The real problem is that we are trying to munge the concepts of file integrity and trustworthiness into one certificate. Web SSL certificates tried to do the same thing, but it’s so easy to get a $20 SSL cert now that we can’t really say that they make any sort of statement of trust. Any phisher can get one. So why should we delude ourselves into thinking that Authenticode does the same, that it marks software as trustworthy in addition to being untampered? Just because it’s really expensive and hard to get, and only “big” companies (they *must* be trustworthy) have the ability to go through that process?

Ugh. I hate everything too =)

Within a couple of hours of my post, I received the following anonymous message from someone at Verisign, claiming to be a Mr/Ms blah@blah.com (IP: 65.205.251.51 , gateway1.verisign.com).

Mr/Ms “Blah” Verisign said: “Please due your due diligence before commenting as there is a major difference between CA providers”, but Verisign neglected to mention in this poorly written comment what the actual “major” difference(s) between CA providers actually is/are.

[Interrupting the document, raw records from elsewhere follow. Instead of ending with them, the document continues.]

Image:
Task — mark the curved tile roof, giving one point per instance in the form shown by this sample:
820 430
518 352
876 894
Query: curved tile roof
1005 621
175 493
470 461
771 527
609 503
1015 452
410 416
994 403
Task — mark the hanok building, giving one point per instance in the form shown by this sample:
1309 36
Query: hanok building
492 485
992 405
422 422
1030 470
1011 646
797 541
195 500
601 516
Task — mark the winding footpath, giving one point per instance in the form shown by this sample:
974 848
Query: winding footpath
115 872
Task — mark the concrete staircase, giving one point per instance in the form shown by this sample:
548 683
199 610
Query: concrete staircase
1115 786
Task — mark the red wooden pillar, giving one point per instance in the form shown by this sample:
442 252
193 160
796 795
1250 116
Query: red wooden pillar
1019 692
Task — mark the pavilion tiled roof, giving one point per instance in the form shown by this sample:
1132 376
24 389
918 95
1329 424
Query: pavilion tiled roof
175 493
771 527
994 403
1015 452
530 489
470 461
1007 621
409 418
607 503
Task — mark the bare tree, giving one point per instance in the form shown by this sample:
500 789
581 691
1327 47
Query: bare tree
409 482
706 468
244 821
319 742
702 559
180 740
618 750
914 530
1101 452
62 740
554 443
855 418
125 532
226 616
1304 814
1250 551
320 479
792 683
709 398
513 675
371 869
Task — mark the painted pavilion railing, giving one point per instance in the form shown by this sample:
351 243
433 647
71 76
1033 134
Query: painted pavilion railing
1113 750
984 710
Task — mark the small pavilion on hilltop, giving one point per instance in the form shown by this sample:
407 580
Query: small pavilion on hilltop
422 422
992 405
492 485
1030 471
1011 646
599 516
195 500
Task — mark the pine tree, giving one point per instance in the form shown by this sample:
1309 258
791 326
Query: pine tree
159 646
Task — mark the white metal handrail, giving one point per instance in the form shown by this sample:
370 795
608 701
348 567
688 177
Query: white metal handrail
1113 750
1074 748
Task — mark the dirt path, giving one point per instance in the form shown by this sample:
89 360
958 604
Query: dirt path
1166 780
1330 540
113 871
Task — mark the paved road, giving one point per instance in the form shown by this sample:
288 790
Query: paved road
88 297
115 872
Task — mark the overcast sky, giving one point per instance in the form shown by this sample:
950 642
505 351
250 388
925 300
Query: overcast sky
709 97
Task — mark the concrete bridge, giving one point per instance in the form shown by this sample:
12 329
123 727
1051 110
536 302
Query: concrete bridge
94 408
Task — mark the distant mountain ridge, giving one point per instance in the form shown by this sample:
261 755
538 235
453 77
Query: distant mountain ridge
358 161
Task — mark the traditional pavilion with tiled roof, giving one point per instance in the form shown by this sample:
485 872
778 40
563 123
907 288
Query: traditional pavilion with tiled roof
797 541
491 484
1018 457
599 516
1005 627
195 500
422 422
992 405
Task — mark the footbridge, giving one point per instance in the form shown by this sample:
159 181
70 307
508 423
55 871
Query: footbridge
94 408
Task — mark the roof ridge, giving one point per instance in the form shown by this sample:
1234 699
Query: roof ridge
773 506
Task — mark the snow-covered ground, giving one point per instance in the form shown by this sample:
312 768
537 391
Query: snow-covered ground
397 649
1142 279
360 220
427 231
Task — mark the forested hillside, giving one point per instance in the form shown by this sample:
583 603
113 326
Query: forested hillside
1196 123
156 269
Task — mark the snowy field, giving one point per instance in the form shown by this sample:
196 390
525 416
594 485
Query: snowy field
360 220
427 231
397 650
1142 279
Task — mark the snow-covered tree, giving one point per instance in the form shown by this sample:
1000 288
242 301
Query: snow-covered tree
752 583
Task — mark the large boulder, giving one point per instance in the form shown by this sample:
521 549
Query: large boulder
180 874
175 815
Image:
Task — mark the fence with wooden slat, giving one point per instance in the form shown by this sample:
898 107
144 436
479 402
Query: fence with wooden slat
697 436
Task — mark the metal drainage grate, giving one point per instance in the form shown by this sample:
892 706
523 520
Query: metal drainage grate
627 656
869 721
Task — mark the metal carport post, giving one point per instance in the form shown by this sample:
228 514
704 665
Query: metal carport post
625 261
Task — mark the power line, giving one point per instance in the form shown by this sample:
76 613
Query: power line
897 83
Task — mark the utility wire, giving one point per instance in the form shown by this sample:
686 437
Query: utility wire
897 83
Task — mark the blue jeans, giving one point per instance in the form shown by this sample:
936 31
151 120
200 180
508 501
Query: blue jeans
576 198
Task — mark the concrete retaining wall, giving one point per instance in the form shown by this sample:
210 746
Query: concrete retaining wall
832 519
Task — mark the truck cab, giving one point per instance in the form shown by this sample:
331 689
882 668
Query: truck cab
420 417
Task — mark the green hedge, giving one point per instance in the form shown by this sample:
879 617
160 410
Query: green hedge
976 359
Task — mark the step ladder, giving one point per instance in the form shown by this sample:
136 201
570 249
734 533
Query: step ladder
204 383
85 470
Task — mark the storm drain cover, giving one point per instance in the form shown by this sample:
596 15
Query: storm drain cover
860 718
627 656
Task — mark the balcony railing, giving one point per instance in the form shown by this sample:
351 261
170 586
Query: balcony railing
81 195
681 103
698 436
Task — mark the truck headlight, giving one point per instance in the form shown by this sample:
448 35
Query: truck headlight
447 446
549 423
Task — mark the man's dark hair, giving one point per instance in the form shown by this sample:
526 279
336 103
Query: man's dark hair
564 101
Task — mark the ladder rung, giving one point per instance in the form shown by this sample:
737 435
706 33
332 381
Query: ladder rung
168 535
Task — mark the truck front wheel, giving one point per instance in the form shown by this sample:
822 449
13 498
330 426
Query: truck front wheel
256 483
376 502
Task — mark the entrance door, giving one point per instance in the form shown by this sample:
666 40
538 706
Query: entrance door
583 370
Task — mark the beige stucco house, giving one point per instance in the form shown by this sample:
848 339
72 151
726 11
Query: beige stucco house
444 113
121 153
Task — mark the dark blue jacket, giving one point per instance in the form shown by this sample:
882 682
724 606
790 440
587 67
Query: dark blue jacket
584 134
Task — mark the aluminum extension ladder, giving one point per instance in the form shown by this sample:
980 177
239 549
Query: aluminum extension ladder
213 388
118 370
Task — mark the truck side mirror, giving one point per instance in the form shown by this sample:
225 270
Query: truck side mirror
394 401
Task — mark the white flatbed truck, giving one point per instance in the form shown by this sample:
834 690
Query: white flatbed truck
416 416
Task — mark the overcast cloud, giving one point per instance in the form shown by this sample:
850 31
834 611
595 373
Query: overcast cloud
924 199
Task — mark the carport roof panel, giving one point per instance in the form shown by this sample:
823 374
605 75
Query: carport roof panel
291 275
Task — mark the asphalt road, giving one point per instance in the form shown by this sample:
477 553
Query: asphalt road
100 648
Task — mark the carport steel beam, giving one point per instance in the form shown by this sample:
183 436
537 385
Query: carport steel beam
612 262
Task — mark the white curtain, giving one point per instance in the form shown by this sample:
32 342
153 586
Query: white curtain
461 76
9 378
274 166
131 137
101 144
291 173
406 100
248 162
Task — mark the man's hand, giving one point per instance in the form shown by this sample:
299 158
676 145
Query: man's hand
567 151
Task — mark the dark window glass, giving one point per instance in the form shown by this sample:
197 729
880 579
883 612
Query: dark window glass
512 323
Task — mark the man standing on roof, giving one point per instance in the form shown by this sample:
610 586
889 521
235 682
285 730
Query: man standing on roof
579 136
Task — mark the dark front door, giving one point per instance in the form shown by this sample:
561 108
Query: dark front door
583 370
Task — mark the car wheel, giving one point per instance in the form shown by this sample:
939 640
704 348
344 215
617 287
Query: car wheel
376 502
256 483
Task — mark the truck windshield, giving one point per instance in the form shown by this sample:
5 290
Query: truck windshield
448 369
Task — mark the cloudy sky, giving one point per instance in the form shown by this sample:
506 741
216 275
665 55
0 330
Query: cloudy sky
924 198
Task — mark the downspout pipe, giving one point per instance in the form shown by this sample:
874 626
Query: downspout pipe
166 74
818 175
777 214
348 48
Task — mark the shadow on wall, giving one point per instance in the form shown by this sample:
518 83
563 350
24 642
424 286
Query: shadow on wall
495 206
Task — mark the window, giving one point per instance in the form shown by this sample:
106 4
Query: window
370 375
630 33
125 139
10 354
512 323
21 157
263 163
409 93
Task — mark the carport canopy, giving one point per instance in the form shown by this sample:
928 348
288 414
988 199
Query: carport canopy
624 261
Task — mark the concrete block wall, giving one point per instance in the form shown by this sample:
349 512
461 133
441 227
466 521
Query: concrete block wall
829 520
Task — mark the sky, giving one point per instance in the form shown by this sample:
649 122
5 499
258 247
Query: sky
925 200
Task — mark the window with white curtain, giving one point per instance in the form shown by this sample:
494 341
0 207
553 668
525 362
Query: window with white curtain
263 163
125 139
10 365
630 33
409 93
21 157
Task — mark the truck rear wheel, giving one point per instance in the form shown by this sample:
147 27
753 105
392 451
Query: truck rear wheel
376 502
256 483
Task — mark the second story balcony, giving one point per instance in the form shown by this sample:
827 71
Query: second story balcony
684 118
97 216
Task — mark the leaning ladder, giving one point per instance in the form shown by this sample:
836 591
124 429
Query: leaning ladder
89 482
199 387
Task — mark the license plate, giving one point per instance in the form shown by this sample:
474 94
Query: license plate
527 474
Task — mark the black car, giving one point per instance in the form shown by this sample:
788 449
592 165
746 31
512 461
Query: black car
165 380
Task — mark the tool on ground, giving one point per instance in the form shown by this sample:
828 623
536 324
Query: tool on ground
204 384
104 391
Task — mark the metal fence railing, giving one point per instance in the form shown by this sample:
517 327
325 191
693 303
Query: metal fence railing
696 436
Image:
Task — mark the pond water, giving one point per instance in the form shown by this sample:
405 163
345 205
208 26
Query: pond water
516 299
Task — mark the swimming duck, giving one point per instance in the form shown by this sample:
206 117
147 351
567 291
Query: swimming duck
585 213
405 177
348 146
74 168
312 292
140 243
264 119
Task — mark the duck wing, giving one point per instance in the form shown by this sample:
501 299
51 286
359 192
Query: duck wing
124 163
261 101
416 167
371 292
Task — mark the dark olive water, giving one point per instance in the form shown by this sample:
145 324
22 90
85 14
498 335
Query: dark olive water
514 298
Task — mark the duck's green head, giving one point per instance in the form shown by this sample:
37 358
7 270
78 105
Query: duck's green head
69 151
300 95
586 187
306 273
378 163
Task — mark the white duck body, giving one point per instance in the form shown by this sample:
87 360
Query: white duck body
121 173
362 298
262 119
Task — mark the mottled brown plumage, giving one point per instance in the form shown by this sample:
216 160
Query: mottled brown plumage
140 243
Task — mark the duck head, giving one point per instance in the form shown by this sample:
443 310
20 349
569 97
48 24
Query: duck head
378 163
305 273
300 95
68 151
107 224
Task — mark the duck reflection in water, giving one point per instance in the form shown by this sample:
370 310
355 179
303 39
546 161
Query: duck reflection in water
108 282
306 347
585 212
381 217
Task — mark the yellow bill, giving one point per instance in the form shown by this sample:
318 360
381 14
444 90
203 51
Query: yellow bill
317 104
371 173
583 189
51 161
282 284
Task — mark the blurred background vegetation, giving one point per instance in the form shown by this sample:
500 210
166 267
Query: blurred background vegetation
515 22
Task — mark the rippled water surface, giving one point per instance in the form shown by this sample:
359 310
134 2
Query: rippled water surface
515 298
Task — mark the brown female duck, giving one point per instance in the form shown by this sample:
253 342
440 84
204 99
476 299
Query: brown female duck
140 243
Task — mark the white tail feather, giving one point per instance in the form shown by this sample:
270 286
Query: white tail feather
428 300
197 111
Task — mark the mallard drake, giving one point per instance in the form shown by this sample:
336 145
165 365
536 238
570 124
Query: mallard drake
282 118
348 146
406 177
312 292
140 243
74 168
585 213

It seems Verisign have a particularly close eye on the blogging community for any key words which might portray them in a bad light; how interesting!

However, my blog post concerns:

1. The high (often extortionate) cost of code signing certificates; given what they are.
2. The price difference between different certification authorities for code signing (authenticode) certificates.
3. The obscene practice of Microsoft/Microsoft’s third parties in insisting “Certified For” products must be code signed with a VERISIGN certificate (and not from any other CA).

There are some real issues here for the industry.

Can anyone shed any light on what Verisign claim are “MAJOR” differences between the CA’s (other than some CAs being a rip-off racket)?

Final word: Purchase your authenticode certificates from Comodo. Comodo are the most competitive CA for authenticode certificates that I think you’ll find!